BofA strategists still see end game for S&P 500 below 3,600, US dollar as 'great short' of 2023
Equity strategists at BofA Securities recommended clients "short" the S&P 500 on moves above 4,342.0, where the index's 200-day moving average was to be found and to fade it above 4,200 points.
In a research note sent to clients, Michael Hartnett and Myung-Jee Jung said they still believed that the 'end game' for the S&P 500 would be a drop below the 3,600 point level once stagflation returned between the fourth quarter of 2022 and the first quarter of the following year.

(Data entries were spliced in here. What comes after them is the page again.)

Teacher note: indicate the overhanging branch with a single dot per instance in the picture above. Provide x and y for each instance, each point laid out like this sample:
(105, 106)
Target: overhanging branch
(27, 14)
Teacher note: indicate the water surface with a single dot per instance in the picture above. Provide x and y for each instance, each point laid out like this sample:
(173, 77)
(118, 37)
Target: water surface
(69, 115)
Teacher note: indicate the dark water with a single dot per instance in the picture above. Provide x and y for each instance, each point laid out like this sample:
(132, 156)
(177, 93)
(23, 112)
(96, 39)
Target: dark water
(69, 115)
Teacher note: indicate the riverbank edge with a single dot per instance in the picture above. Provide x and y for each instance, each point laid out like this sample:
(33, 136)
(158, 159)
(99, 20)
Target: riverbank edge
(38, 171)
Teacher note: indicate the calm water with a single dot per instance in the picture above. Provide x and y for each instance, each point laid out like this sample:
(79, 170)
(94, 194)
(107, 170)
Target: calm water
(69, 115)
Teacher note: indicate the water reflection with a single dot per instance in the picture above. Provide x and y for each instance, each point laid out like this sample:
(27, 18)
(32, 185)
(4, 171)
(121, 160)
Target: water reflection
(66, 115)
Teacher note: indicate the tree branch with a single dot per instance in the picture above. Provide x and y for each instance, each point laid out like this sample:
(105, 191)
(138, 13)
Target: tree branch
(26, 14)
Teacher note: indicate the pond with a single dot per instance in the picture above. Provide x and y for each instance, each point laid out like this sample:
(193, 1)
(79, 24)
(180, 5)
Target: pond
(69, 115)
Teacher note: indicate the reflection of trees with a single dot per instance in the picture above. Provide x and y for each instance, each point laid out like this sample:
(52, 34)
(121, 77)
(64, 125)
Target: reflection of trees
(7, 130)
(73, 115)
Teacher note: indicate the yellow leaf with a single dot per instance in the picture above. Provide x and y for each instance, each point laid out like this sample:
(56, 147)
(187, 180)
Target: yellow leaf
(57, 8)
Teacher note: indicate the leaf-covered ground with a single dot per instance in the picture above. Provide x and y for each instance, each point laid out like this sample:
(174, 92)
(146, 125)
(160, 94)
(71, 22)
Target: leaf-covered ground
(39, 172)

Even if the monthly prints for headline consumer price inflation in the US averaged just 0.3% month-on-month over the next six to nine months, that is to say half their average increase over the past six to nine months, that would stil leave the annual rate of CPI at around 5% in the first quarter of 2023, they argued.
Simply put, in the absence of a big recession, it would be "very tough" for inflation to recede back to a 2.3% pace over the next 12 months, they added.

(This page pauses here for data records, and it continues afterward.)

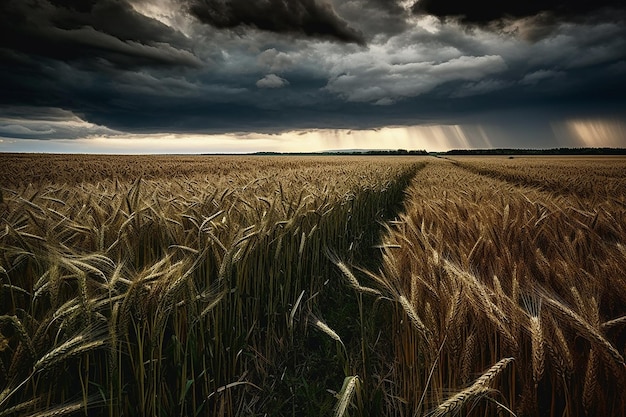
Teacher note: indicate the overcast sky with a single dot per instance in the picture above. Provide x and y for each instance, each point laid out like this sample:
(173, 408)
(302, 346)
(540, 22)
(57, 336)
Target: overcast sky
(179, 76)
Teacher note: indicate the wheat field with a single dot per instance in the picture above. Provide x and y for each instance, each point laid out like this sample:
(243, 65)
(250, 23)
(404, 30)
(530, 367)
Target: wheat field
(361, 286)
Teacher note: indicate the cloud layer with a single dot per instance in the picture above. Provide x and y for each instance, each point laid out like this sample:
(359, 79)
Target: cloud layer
(219, 66)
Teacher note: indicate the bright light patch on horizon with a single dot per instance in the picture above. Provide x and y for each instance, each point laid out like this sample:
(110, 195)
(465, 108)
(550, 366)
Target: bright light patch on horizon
(431, 138)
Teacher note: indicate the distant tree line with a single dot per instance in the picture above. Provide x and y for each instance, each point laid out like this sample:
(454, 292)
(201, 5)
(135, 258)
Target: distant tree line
(553, 151)
(351, 152)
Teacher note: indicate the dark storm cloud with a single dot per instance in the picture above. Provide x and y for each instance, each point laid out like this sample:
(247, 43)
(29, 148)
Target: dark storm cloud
(90, 32)
(314, 18)
(487, 11)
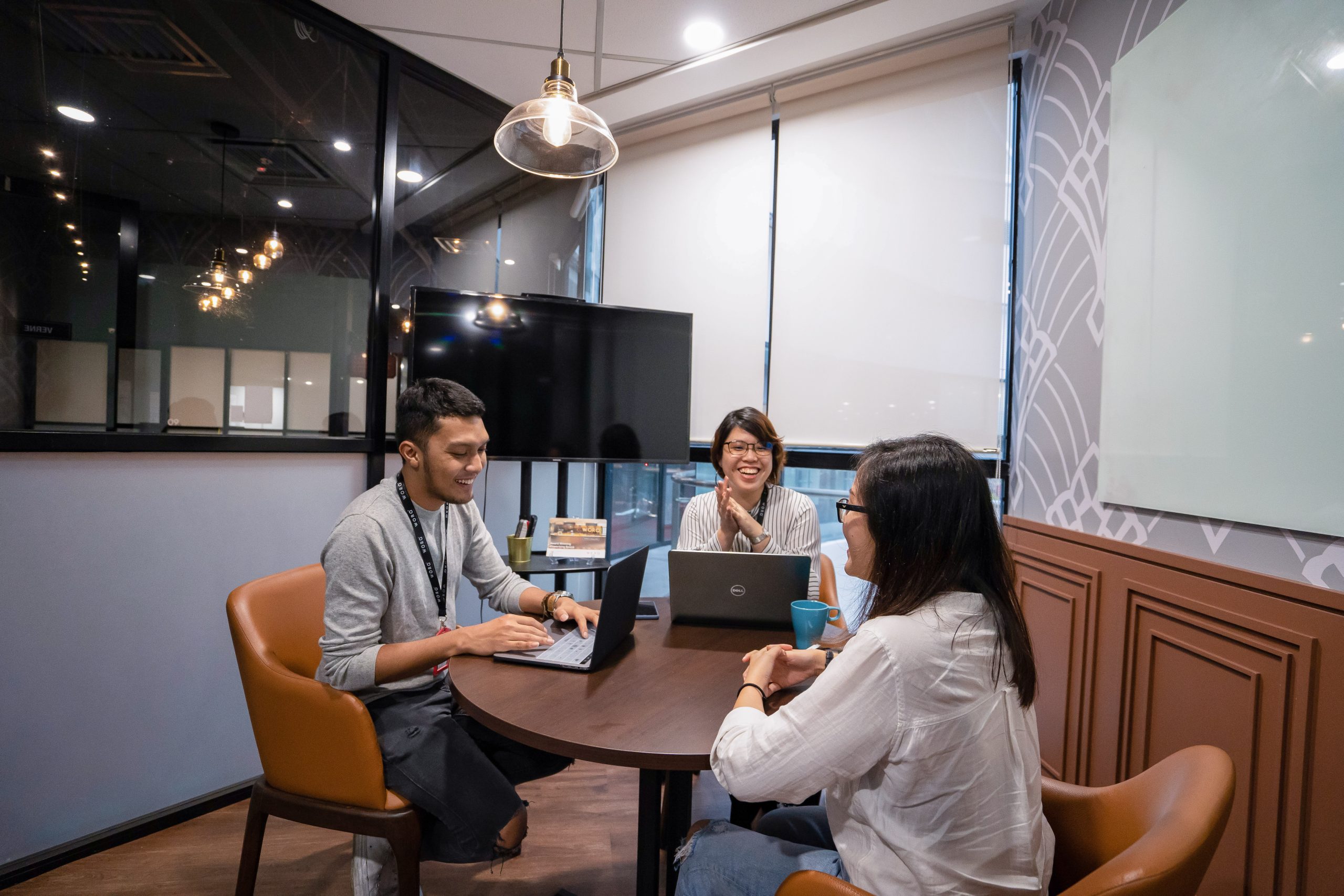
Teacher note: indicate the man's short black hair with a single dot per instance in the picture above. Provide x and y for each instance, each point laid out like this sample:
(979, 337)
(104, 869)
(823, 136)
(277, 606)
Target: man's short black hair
(420, 407)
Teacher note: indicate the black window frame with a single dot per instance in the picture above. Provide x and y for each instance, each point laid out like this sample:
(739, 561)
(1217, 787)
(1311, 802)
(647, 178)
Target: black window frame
(393, 64)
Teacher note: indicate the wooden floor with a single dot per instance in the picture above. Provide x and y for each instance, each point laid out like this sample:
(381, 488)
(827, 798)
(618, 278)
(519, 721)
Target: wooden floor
(581, 837)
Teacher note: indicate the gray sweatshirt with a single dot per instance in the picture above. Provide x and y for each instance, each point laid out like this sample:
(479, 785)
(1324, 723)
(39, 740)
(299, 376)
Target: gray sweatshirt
(378, 590)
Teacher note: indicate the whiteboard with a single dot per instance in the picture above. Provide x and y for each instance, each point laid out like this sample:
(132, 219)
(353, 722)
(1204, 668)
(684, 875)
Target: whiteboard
(1223, 352)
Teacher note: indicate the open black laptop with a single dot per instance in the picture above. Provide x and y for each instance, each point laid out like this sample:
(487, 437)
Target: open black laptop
(572, 650)
(736, 589)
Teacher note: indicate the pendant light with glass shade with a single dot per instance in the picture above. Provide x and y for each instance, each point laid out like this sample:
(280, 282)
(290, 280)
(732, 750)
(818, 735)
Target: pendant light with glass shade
(554, 136)
(217, 289)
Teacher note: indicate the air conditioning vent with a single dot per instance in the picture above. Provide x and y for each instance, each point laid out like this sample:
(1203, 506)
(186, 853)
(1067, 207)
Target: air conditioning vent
(140, 39)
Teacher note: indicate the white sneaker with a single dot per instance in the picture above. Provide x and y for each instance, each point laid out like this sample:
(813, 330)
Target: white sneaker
(373, 868)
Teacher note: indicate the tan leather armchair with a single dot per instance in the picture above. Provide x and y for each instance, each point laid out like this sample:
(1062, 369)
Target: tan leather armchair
(319, 751)
(1150, 836)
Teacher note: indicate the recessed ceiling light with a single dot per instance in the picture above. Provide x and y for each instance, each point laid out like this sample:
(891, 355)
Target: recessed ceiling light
(704, 35)
(71, 112)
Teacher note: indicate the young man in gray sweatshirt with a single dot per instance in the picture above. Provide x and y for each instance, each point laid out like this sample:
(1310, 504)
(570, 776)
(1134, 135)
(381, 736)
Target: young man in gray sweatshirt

And should they be wrong? In that case, the best hedges against additional upside would be Emerging Market debt, banks and resources.
Nevertheless, until the next meeting of the Federal Open Market Committee, the US central bank's main decision-taking body for policy, the S&P 500 was seen trading in a range between 3,800-4,200 points.

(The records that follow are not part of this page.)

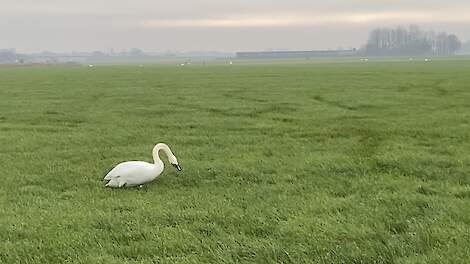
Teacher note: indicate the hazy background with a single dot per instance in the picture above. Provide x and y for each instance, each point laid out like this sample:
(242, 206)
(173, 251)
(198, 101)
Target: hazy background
(214, 25)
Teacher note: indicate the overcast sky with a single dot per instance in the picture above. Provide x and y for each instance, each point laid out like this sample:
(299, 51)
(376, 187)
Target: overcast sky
(215, 25)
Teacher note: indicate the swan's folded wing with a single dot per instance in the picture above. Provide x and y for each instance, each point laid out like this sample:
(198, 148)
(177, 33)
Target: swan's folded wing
(125, 169)
(115, 172)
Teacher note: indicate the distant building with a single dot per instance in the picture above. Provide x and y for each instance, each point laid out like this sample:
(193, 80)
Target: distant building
(295, 54)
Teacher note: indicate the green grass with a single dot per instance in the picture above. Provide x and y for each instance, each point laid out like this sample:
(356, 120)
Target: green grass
(326, 162)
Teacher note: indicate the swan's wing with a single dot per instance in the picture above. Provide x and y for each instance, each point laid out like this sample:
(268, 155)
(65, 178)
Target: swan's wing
(117, 171)
(125, 168)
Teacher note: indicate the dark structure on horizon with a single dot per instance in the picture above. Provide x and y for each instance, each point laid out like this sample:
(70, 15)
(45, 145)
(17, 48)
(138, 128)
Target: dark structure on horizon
(295, 54)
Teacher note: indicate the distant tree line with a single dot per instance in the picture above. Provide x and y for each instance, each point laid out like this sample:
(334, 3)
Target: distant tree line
(411, 41)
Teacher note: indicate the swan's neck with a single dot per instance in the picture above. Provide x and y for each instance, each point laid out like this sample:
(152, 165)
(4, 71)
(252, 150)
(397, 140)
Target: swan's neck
(157, 148)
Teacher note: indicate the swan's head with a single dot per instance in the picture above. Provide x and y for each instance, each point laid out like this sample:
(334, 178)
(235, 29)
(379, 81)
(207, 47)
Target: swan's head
(174, 162)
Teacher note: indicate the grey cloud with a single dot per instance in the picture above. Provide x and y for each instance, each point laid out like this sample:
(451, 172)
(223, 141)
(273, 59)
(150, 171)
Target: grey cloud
(31, 25)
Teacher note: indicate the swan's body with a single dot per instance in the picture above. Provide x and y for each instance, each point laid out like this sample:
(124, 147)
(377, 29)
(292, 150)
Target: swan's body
(134, 173)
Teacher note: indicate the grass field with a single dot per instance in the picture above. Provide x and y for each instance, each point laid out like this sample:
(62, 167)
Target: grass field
(291, 163)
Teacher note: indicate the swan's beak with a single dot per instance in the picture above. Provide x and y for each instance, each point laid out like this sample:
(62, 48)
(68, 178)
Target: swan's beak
(178, 167)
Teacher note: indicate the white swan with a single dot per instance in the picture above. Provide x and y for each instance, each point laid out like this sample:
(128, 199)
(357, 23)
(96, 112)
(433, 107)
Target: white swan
(134, 173)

Looking further ahead, Hartnett and Jung predicted a bear market in bonds and stocks in the 2020s.
The first factor behind that would be global central banks' decision to do away with their 'forward guidance', which had kept volatility low over the preceding 20 years.
A second factor was the deepening geopolitical volatility, including deepenig protectionism in food, energy and technology as the "bull market in reckless geopolitical actions" shows no sign of abating.
That would "unambiguously inflationary".
For now, the end of the era of deflationary globalisation was US dollar positive, but the looming recession in the US over the next 12 months would make of the Greenback the "Great Short of 2023".